Preference is given to di- and triglycerides, fatty
alcohols, their esters or ethers, waxes, lipid peptides
or mixtures thereof. Use is made in particular of
synthetic di- and triglycerides as individual
substances or in the form of a mixture, such as in the
form of a hard fat, for example. Examples of glyceryl
tri-fatty acid esters are glyceryl trilaurate, glyceryl
trimyristate, glyceryl tripalmitate, glyceryl tri-
stearate or glyceryl tribehenate. Waxes which can be
used in accordance with the invention are natural
waxes, such as plant waxes, animal waxes, mineral waxes
and petrochemical waxes, chemically modified waxes,
such as hard waxes, and synthetic waxes.

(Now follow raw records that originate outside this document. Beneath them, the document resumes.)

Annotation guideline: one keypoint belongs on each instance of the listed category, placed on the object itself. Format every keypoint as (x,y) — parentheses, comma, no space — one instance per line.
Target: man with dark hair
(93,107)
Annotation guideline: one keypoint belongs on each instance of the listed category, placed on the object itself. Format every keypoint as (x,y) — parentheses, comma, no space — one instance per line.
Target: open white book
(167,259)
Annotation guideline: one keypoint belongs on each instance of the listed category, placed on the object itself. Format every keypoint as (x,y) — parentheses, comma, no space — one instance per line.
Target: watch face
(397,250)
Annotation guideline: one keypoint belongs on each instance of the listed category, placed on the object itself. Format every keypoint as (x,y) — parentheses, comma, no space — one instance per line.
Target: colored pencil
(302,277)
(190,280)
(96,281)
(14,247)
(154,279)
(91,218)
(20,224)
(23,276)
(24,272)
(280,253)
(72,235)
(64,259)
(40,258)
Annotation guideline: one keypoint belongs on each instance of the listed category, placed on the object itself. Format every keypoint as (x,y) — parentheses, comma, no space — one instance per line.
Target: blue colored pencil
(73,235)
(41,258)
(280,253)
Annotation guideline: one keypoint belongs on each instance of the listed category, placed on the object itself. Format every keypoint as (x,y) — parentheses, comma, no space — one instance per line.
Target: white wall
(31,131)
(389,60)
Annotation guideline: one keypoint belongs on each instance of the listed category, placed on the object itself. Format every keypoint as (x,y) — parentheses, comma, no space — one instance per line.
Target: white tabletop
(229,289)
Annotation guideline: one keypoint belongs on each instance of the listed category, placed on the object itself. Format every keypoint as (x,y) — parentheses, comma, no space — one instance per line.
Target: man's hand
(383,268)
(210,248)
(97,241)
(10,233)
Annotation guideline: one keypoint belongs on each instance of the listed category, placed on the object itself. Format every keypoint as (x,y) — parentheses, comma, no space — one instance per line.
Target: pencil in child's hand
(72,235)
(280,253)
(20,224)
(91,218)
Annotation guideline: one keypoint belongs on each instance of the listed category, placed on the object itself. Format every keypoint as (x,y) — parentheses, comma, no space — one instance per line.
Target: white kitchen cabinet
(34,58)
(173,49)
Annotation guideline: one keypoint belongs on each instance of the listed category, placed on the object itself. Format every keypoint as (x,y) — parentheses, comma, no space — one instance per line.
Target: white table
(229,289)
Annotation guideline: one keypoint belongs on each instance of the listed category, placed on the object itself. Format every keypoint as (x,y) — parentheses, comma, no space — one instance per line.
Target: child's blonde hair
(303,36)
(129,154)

For a listing
of suitable waxes reference may be made to Rompp
Chemielexikon, 9th edition, entry "Waxes". Examples of
suitable waxes are beeswax, carnauba wax, candelilla
wax, paraffin waxes, isoparaffin waxes, and rice wax.
Further examples of suitable waxes are cetyl palmitate
and cera alba (bleached wax, DAB [German Pharmacopeia]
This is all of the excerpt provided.